Oscar Hemer

by Oscar Hemer on 28 June 2008

Oscar Hemer oscar.hemer@mah.se
K3, Malmö University
Beijerskajen 8
SE-20506 Malmö, Sweden
+46 40 6657 223

Writing as Exploration and Means of Social Change

I am a writer of fiction and non-fiction and associate professor at Malmö University’s School of Arts and Communication (K3), where I teach ‘Journalistic and Literary Creation’ and coordinate the ComDev master course, with my colleagues Rikke Andreassen and Anders Hög Hansen.

My first novel, Coyote, was published in 1983. It tells the story of a young man’s yearlong odyssey through Latin America in the mid 1970s. My fifth and to date latest novel, Santiago, was published in 2007.

Apart from novels, I have written several books of essay and reportage and worked as an arts journalist and editor in different media – predominantly newspapers. I have also done some literary translation on the side, mainly from Spanish.

My extensive travels to many parts of the world, Latin America in particular but also Africa and Asia, play an important role in my work, both as a fiction writer and as a journalist.
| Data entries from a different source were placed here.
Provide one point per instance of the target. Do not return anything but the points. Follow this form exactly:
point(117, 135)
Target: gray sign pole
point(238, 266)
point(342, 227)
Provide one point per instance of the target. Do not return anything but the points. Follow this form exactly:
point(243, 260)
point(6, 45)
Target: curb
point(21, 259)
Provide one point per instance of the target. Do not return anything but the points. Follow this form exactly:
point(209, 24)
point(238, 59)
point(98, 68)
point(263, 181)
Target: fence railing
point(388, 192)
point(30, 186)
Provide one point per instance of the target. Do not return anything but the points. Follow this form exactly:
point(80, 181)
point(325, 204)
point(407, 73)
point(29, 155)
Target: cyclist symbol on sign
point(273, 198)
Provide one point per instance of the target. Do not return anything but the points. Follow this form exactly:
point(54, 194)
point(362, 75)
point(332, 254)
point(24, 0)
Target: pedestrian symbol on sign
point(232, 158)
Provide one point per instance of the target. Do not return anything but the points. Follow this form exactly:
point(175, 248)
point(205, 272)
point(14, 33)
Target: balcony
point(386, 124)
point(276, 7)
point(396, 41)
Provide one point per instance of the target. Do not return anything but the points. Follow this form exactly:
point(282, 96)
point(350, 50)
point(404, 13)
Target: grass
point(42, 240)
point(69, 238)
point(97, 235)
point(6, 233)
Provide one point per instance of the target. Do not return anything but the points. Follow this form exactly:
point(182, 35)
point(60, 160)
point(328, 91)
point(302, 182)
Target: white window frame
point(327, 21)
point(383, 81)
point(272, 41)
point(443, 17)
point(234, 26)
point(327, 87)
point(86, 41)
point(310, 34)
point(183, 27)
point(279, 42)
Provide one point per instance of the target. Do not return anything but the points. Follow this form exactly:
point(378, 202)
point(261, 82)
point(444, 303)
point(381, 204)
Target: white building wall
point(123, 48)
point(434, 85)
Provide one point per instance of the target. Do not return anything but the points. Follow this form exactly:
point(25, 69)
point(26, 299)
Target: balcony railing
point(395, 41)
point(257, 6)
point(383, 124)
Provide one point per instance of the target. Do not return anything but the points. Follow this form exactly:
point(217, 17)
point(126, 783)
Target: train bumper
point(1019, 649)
I spent two decisive years in Ethiopia in the late 1980s. In 2000, I quit as arts editor of Sydsvenska Dagbladet and started my late academic career.
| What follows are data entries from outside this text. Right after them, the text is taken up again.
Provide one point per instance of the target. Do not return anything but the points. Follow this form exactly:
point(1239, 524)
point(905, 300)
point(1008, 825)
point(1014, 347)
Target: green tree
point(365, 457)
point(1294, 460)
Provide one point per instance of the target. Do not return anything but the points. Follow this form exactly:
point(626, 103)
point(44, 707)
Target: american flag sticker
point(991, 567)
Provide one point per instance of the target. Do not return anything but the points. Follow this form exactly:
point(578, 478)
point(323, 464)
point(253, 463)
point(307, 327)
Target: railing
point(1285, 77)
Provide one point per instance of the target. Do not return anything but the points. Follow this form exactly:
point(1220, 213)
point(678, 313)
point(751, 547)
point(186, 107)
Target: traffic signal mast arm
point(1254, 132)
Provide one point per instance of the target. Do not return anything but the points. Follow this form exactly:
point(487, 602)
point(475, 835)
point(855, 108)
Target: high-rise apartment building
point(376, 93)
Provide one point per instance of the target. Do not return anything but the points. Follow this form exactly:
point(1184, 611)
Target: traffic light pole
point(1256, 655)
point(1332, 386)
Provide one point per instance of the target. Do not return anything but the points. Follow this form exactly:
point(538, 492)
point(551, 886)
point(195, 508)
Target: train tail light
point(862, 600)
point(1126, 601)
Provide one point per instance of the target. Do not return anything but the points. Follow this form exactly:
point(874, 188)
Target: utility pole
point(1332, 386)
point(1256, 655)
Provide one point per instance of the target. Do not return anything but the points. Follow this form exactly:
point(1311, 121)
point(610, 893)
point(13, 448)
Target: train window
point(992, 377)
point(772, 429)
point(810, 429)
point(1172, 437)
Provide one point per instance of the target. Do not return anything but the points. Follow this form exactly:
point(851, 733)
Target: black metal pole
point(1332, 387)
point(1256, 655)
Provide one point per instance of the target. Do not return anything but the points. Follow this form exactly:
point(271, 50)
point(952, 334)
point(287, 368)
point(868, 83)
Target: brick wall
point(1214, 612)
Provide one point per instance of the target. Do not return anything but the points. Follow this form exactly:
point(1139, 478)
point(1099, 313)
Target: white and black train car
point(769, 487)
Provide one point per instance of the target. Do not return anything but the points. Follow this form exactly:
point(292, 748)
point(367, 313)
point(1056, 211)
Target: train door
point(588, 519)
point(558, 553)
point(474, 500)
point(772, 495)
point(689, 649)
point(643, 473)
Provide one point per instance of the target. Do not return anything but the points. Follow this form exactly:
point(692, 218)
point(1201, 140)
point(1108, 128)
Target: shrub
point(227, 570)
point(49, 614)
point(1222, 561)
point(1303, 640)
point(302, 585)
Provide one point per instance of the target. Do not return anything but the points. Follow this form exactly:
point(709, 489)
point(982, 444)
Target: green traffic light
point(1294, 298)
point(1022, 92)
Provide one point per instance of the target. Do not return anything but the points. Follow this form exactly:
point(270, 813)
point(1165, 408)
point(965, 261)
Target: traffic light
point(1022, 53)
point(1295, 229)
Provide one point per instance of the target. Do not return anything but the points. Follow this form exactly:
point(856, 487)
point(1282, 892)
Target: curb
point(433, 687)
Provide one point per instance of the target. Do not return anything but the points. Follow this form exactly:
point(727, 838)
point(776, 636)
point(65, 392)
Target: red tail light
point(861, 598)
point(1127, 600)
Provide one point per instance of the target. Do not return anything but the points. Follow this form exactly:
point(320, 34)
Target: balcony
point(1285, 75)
In 2007, I embarked on my current research project entitled Fiction’s Truth. I am investigating fiction as a research method and a means of communication for social change, with South Africa and Argentina as case studies. The subject of my investigation could be formulated more simply, as two questions: What can fiction tell us about the world, that journalism and science cannot? And to what purpose?

As a fiction writer myself, I find those questions more and more compelling. Why do I write at all? Why do I prefer fiction to journalism? And why do I write novels, rather than scripts for sitcoms or educational soap operas? Whenever I attempt to articulate an answer, I inevitably come across the notion of ‘truth’. Fiction’s truth may seem like a contradiction, since the very word ‘fiction’ usually is understood as opposed to ‘fact’. It is obvious that any definition of literary truth must be different from, yet of course overlapping with, the definitions of journalistic or academic truth.

My intention is precisely to discuss fiction and its claim on truth in relation to these other two practices – journalism and academic writing. I am particularly interested in literary and fictional strategies that consciously transgress the genre boundaries, in a deliberate attempt to achieve and communicate a deeper understanding of reality.

The reasons for choosing South Africa and Argentina as my two cases are manifold. They are two literary worlds to which I have a long-time relationship. They are both extraordinarily rich in literary imagination and moreover share a common experience of dealing with a traumatic near past; in South Africa the brutal apartheid system and the violent last years of liberation struggle; in Latin America the military dictatorships and the ‘dirty war’ on the militant left. Transition periods are interesting from the perspective of literary and cultural production, since the dialectic between culture and society comes in the open – literature’s ability of looking back and looking forward simultaneously, reinterpreting the past and forecasting the future. In both countries, memories of the still non-reconciled past are being more or less heavily disputed. By way of hypothesis I assume that literature (fiction) is a medium with an unsurpassed ability to reveal the deeper truths that go beyond the factual events.